Approval and solicitation of long-term care policies for continuing care retirement communities
July 1, 1994
Effective immediately, insurance companies are permitted to solicit group long-term care policies to Continuing Care Retirement Communities (CCRC's). Only those companies, which are interested in soliciting a group long-term care product to CCRC's, are subject to this Notice.
Pursuant to Section 621.2 (40 P.S. Section 756.2) of the Insurance Company Laws, CCRC's were not considered a valid group. However, by use of the Commissioner's discretionary powers allowed by Section 621.2(5) (40 P.S. Section 756.2), the Department now recognizes CCRC's as a group, and thus, an approved group long-term care policy may be issued to a CCRC.
For the filing of group long-term care policies and continued administration of these same policies, the policy must be an indemnity policy. Therefore, a coordination of benefits is not permitted, an assignment of benefits provision will not be permitted, and the payment of claims must go directly to the insured. Additionally, the product may be individually underwritten when sold to the residents, however underwriting is not permitted when sold to a Type A facility, and no commissions or compensations are permitted to be given to or requested by the CCRC for being the policyholder, for administrative services, or for endorsing the product.

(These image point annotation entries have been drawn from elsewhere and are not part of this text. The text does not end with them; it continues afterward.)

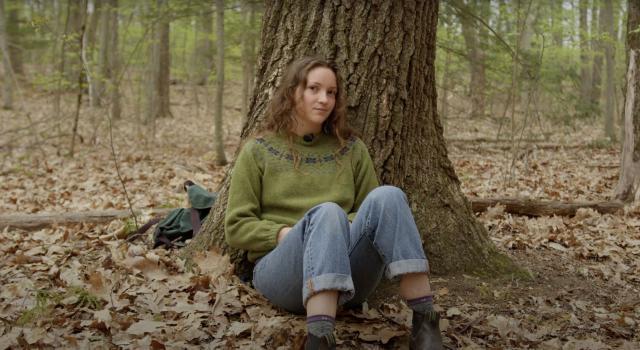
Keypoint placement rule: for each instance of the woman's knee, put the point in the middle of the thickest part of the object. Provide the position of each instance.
(387, 193)
(331, 210)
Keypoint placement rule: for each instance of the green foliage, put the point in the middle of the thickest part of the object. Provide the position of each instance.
(129, 227)
(46, 300)
(544, 78)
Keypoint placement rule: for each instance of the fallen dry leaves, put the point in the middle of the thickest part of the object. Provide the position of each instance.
(84, 287)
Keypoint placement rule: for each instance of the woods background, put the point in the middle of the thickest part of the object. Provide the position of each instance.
(112, 105)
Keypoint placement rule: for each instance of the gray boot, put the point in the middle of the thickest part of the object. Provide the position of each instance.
(425, 334)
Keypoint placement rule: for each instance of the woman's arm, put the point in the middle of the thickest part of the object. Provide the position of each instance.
(244, 228)
(364, 173)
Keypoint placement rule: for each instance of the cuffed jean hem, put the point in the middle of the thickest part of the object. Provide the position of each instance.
(403, 267)
(329, 281)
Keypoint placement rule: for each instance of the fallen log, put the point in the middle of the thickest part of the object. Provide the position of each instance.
(529, 207)
(40, 220)
(516, 206)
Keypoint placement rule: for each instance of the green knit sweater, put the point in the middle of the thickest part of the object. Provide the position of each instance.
(268, 193)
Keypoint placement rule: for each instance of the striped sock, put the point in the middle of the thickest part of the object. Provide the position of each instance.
(320, 325)
(421, 304)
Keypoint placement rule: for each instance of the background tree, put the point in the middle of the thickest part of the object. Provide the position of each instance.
(597, 29)
(386, 52)
(14, 34)
(219, 137)
(92, 32)
(585, 68)
(158, 99)
(474, 36)
(248, 53)
(609, 53)
(7, 93)
(628, 188)
(204, 45)
(112, 70)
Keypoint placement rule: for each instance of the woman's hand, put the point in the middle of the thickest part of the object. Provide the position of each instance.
(282, 233)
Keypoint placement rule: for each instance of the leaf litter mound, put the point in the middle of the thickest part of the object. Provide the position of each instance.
(82, 286)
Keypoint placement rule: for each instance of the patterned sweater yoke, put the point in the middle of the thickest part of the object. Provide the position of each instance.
(269, 190)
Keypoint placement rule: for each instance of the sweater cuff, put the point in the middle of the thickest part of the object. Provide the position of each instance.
(275, 235)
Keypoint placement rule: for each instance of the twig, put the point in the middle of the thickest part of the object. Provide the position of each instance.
(115, 161)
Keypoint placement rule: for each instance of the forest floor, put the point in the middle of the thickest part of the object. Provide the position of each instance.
(81, 286)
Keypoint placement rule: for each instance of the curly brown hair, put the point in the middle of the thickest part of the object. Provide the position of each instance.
(280, 117)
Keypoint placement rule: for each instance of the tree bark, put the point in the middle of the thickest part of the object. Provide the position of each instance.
(7, 93)
(386, 52)
(596, 48)
(218, 137)
(609, 53)
(628, 188)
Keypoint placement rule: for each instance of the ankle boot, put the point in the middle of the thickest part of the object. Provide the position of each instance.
(425, 334)
(313, 342)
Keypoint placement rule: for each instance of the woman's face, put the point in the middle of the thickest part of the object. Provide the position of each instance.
(316, 100)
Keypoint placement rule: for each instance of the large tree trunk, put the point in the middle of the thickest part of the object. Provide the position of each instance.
(609, 53)
(386, 53)
(628, 188)
(7, 93)
(218, 140)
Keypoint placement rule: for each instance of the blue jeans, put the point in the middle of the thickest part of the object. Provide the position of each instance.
(323, 251)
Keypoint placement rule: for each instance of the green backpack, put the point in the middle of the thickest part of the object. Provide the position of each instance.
(184, 223)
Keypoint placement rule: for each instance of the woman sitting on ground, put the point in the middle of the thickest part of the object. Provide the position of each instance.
(304, 201)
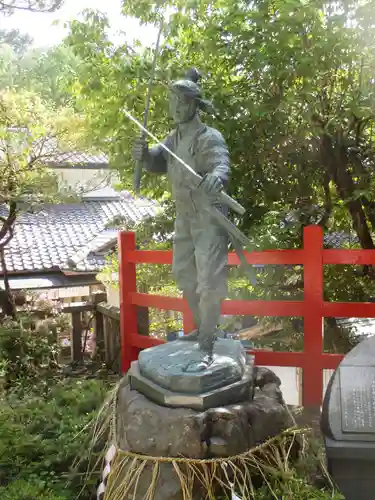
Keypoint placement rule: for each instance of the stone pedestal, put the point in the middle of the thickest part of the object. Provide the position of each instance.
(147, 428)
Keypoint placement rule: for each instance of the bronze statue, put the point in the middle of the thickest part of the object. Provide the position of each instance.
(200, 243)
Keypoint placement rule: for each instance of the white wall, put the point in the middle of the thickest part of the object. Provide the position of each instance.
(89, 177)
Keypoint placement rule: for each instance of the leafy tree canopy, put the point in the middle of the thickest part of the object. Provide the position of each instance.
(292, 82)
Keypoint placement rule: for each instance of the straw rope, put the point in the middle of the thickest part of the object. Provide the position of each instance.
(231, 476)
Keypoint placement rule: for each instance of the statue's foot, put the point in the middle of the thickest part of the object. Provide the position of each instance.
(206, 343)
(190, 337)
(201, 365)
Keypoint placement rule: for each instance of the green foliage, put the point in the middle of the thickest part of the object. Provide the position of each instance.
(44, 72)
(42, 436)
(29, 351)
(291, 83)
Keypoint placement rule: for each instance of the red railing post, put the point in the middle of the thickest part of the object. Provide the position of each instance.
(313, 317)
(128, 311)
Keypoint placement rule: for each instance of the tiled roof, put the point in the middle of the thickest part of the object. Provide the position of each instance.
(72, 237)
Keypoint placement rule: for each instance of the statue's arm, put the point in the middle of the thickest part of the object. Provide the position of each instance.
(156, 160)
(213, 155)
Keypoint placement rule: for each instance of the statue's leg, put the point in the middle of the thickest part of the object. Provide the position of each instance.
(185, 270)
(211, 253)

The following shall he complied with for solicitation and issuance of a group long-term care policy to a CCRC:
When solicited and issued to a Type A facility (all-inclusive contracts), the group long-term care policy can only be issued to the facility for purposes of reducing the facility's risk of providing long-term care services and obtaining insurance on the universe of residents. No certificates will he issued to the residents.

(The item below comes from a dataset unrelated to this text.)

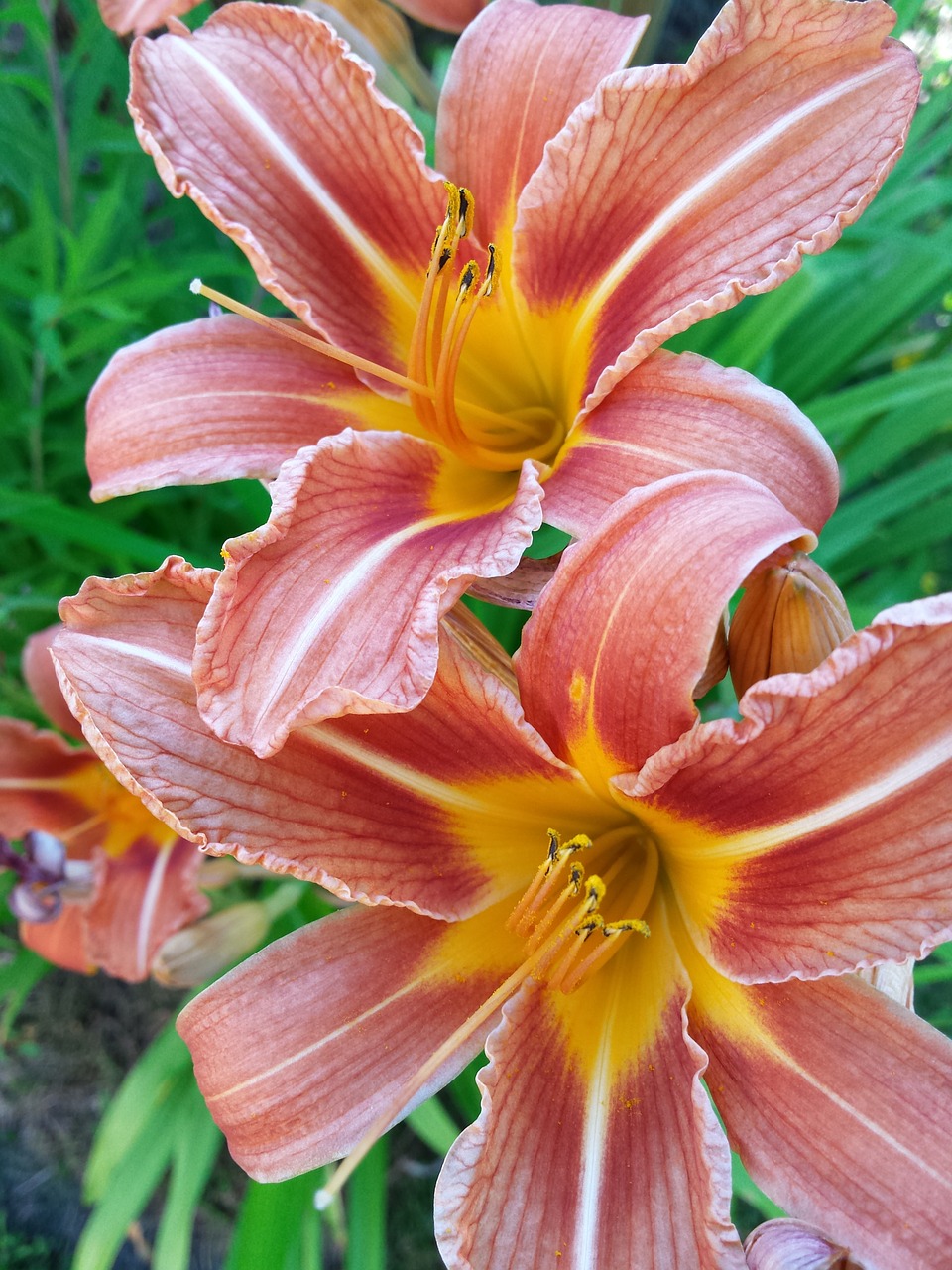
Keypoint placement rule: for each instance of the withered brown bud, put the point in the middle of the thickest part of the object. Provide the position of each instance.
(716, 666)
(789, 619)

When solicited and issued to a Type B facility (modified contracts), the policy should be issued as a supplement ("carve-out") to, but should not duplicate, the benefits provided under the CCRC contract. The benefits under the policy should provide continuous coverage when the services provided by the facility are exhausted. For example, if the facility provides 30 days of service, the group long-term care policy should provide a 30-day elimination period.
When solicited and issued to a Type C facility (fee-for-service), the policy should also be a supplement for out-of-pocket expenses incurred for benefits not provided under the CCRC contract. Generally, a Type C facility does not provide any services in relation to long term care; therefore, the policy would be administered as a "traditional" group long-term care policy.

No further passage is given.